最終夜 燃えよドラゴン

これはもう別格でした。視聴環境も、作品も、人の入りも、そしてお忍び(?)の芸能人さんたちも。

さすがはハリウッド製です。今までの3作品とは水準が違う。

また、今日だけは「DCP(Digital Cinema Package)上映」とのことで、音響、画質ともにすばらしく、さらにスクリーンをフルに使えることで、超大画面での鑑賞となりました。

内容やその素晴らしさ、ブルース・リーの動きに少し制限があった感じがしたことなどはすでに2011年、武蔵野館さんの上映のときに詳しく書いているので重複して書くのはやめますが、股関節の調子が悪い分、特に地下室での上半身を使って敵を倒していくテクニックが大変素晴らしかったです。

あと、画質が良かったこともありますが、この人もやはり人間だったんだ…と感じたシーンがありました。

この映画がクランクインされたあとも、主演のはずのブルース・リーはなかなか現場に姿を現しませんでした。

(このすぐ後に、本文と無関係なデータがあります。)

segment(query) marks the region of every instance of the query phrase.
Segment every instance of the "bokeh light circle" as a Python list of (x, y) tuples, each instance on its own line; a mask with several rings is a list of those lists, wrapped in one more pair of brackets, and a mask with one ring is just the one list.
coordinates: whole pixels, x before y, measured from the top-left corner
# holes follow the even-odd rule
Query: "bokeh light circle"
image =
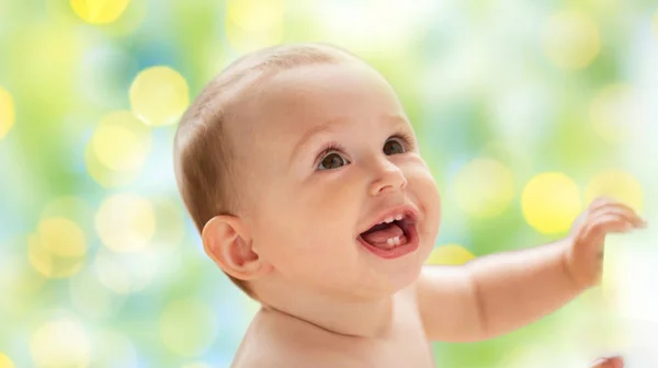
[(95, 229), (103, 244), (114, 252), (143, 250), (156, 232), (154, 207), (134, 194), (113, 195), (101, 204)]
[(98, 275), (101, 271), (88, 267), (69, 281), (71, 304), (92, 319), (114, 315), (124, 302), (122, 296), (101, 283)]
[(597, 24), (586, 14), (559, 12), (551, 16), (544, 37), (544, 49), (556, 66), (582, 69), (599, 55), (600, 35)]
[(0, 353), (0, 368), (14, 368), (13, 361), (2, 353)]
[(82, 267), (87, 242), (80, 227), (66, 218), (47, 218), (27, 240), (30, 264), (42, 275), (70, 277)]
[(116, 21), (131, 0), (70, 0), (71, 9), (84, 22), (109, 24)]
[(457, 205), (473, 217), (500, 215), (514, 197), (512, 171), (500, 161), (477, 159), (455, 176)]
[(284, 0), (229, 0), (226, 37), (241, 53), (281, 43), (284, 28)]
[(217, 335), (212, 308), (196, 299), (170, 302), (160, 315), (160, 336), (173, 353), (191, 357), (203, 354)]
[(558, 172), (532, 177), (521, 196), (523, 216), (536, 231), (554, 234), (568, 231), (580, 215), (582, 200), (578, 185)]
[(184, 364), (181, 368), (213, 368), (209, 364), (206, 363), (188, 363)]
[(643, 186), (635, 176), (623, 170), (608, 170), (594, 176), (585, 187), (586, 203), (597, 197), (610, 197), (631, 206), (636, 211), (644, 208)]
[(432, 251), (426, 264), (458, 266), (474, 258), (475, 255), (460, 244), (444, 244)]
[(128, 111), (105, 116), (97, 127), (91, 146), (99, 161), (112, 170), (139, 170), (151, 149), (150, 130)]
[(0, 88), (0, 139), (4, 138), (16, 118), (14, 101), (11, 94)]
[(151, 285), (162, 262), (152, 250), (116, 253), (101, 249), (93, 265), (101, 284), (117, 295), (129, 295)]
[(135, 345), (126, 335), (114, 329), (94, 334), (92, 367), (133, 368), (138, 367), (138, 363)]
[(129, 90), (131, 107), (145, 124), (175, 124), (190, 104), (188, 82), (178, 71), (163, 66), (137, 74)]
[(30, 338), (30, 352), (39, 368), (88, 367), (91, 346), (83, 326), (68, 319), (46, 322)]
[(89, 175), (104, 187), (126, 185), (141, 171), (151, 147), (151, 129), (131, 111), (110, 113), (84, 150)]

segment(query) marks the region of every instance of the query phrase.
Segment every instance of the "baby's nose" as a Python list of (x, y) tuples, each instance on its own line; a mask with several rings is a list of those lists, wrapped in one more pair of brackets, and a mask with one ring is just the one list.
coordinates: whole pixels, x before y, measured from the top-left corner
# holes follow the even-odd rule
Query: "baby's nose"
[(393, 162), (386, 160), (378, 170), (374, 171), (375, 176), (371, 184), (371, 195), (376, 196), (387, 192), (400, 191), (407, 187), (407, 177), (405, 173)]

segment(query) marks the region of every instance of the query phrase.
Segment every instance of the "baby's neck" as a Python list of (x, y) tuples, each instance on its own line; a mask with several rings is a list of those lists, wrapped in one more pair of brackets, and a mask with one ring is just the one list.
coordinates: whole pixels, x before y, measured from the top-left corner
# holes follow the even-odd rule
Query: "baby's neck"
[(332, 334), (377, 338), (386, 336), (393, 324), (394, 298), (372, 302), (345, 302), (319, 295), (264, 298), (263, 309)]

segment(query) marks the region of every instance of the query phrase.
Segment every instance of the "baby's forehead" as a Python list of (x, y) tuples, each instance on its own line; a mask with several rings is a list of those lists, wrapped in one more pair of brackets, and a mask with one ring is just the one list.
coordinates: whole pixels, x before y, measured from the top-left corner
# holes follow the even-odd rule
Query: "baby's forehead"
[(376, 71), (342, 64), (276, 73), (261, 84), (248, 108), (254, 128), (282, 133), (316, 124), (338, 126), (349, 117), (395, 115), (401, 110), (396, 93)]

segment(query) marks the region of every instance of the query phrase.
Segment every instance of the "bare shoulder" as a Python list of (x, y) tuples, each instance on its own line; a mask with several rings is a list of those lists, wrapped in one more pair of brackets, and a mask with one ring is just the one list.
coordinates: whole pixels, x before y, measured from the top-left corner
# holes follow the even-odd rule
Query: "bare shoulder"
[[(231, 368), (327, 367), (341, 359), (340, 346), (294, 320), (259, 312), (247, 331)], [(344, 357), (342, 357), (344, 359)]]

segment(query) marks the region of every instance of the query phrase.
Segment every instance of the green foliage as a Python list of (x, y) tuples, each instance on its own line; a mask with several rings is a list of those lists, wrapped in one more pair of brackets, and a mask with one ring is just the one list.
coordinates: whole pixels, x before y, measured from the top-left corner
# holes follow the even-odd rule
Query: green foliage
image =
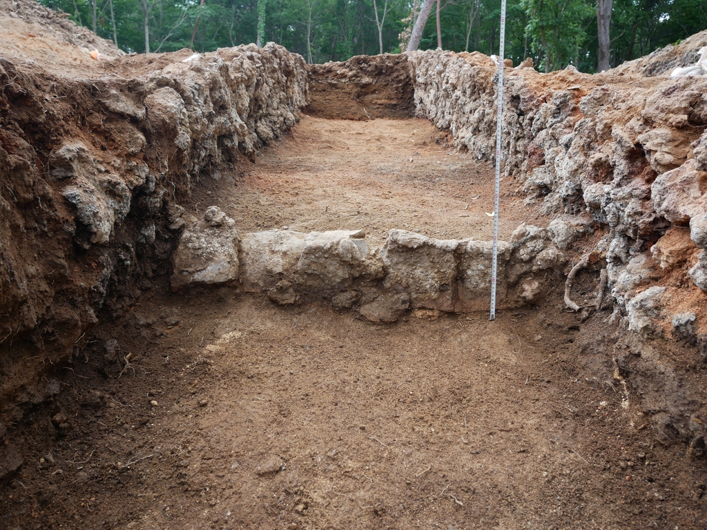
[(587, 40), (587, 23), (596, 11), (584, 0), (522, 0), (528, 18), (527, 31), (533, 50), (544, 61), (545, 71), (579, 63)]
[[(126, 52), (144, 51), (143, 0), (42, 0), (71, 14), (74, 22), (113, 40)], [(218, 47), (273, 41), (313, 62), (342, 61), (352, 55), (378, 52), (373, 0), (146, 0), (153, 6), (148, 24), (150, 47), (168, 52), (189, 47), (197, 18), (194, 48)], [(377, 0), (379, 13), (382, 2)], [(399, 35), (405, 28), (414, 0), (389, 0), (382, 28), (383, 48), (399, 52)], [(506, 57), (518, 64), (526, 57), (536, 67), (582, 71), (597, 65), (595, 0), (508, 0)], [(421, 4), (421, 0), (418, 5)], [(501, 0), (442, 0), (442, 43), (456, 52), (498, 53)], [(433, 11), (420, 49), (437, 47)], [(645, 55), (707, 28), (706, 0), (614, 0), (611, 21), (612, 64)]]

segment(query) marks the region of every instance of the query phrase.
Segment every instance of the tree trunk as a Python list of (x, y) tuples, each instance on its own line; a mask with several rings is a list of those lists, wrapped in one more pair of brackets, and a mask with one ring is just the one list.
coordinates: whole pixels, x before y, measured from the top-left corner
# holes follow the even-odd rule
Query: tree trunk
[(115, 30), (115, 15), (113, 13), (113, 0), (108, 0), (110, 6), (110, 23), (113, 26), (113, 44), (118, 47), (118, 33)]
[(420, 14), (415, 20), (415, 25), (412, 28), (412, 34), (410, 35), (410, 42), (407, 45), (408, 52), (414, 52), (420, 45), (420, 40), (422, 39), (422, 32), (425, 29), (425, 24), (430, 16), (430, 11), (432, 11), (432, 4), (435, 0), (425, 0), (420, 8)]
[(312, 0), (307, 0), (307, 62), (312, 64)]
[[(201, 0), (201, 1), (199, 4), (199, 6), (204, 7), (204, 0)], [(199, 18), (201, 18), (201, 17), (197, 16), (197, 20), (194, 21), (194, 31), (192, 32), (192, 40), (190, 40), (189, 42), (189, 47), (191, 48), (192, 49), (194, 49), (194, 40), (197, 38), (197, 30), (199, 29)]]
[(437, 47), (442, 48), (442, 25), (440, 22), (440, 4), (442, 0), (437, 0)]
[(383, 24), (385, 23), (385, 16), (388, 13), (388, 0), (385, 0), (383, 4), (383, 16), (378, 18), (378, 6), (375, 0), (373, 0), (373, 11), (375, 12), (375, 25), (378, 28), (378, 46), (380, 51), (379, 53), (383, 54)]
[(609, 29), (613, 4), (614, 0), (597, 0), (597, 28), (599, 37), (599, 64), (597, 71), (600, 72), (611, 68), (611, 39)]
[(145, 53), (150, 53), (150, 10), (148, 8), (147, 0), (142, 0), (142, 5), (144, 6), (143, 10), (143, 25), (145, 30)]
[(98, 0), (89, 0), (90, 6), (90, 29), (94, 33), (98, 33)]
[(256, 9), (258, 12), (258, 25), (255, 45), (259, 48), (262, 47), (263, 37), (265, 36), (265, 9), (267, 6), (267, 0), (257, 0)]
[(638, 31), (638, 21), (633, 24), (633, 33), (631, 35), (631, 44), (629, 45), (629, 51), (626, 54), (624, 61), (630, 61), (633, 58), (633, 47), (636, 46), (636, 34)]

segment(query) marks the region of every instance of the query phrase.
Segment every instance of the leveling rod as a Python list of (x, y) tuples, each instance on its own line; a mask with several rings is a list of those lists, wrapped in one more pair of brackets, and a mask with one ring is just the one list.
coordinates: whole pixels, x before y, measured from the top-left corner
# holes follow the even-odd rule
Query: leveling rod
[(493, 253), (491, 265), (491, 317), (496, 320), (496, 279), (498, 268), (498, 195), (501, 193), (501, 125), (503, 116), (503, 47), (506, 45), (506, 0), (501, 0), (501, 44), (498, 47), (498, 100), (496, 122), (496, 189), (493, 194)]

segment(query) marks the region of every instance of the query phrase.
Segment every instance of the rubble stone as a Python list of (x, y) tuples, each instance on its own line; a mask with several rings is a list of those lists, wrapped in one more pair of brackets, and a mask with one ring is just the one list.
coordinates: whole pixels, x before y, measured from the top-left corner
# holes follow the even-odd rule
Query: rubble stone
[(644, 336), (658, 331), (654, 320), (660, 316), (665, 293), (665, 287), (654, 285), (626, 302), (629, 331)]
[[(213, 211), (211, 213), (214, 213)], [(187, 285), (214, 285), (238, 281), (238, 234), (233, 220), (224, 217), (221, 225), (214, 226), (204, 219), (182, 233), (172, 256), (173, 274), (170, 280), (173, 290)]]

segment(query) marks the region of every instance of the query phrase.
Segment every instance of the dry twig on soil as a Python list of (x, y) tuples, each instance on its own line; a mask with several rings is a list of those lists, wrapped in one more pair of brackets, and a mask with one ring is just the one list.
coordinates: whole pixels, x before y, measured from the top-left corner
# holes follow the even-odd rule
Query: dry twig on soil
[(604, 302), (604, 291), (607, 288), (607, 269), (602, 269), (599, 273), (599, 293), (597, 293), (597, 301), (594, 304), (594, 308), (599, 311), (602, 308), (602, 303)]

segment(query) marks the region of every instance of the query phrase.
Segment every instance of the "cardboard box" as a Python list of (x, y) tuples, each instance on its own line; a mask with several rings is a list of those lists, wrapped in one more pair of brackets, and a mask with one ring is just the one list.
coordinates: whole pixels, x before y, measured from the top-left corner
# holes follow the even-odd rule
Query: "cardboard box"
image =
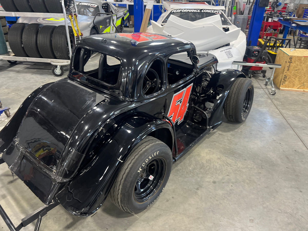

緊張しすぎていて、現実に向かうことができなかった、あるいは制作者たちがいうことを聞かないのでへそを曲げていたとか、いろいろな説がありますが、その彼がようやく姿を現して撮影したシーンが、部屋で女性陣を迎え撃つシーンです。

話には聞いていましたが、大画面で確認すると、確かにブルース・リーの下まぶたのあたりが少しピクピクと痙攣しているように見えました。簡単なシーンなのに、緊張のため、顔が引きつってしまって何度も撮り直したということです。

夢だったハリウッド進出が現実になり、ものすごくプレッシャーを感じていたのではないかと思います。このシーンを撮り終わったあとは、ブルース・リーらしさを取り戻したと聞いています。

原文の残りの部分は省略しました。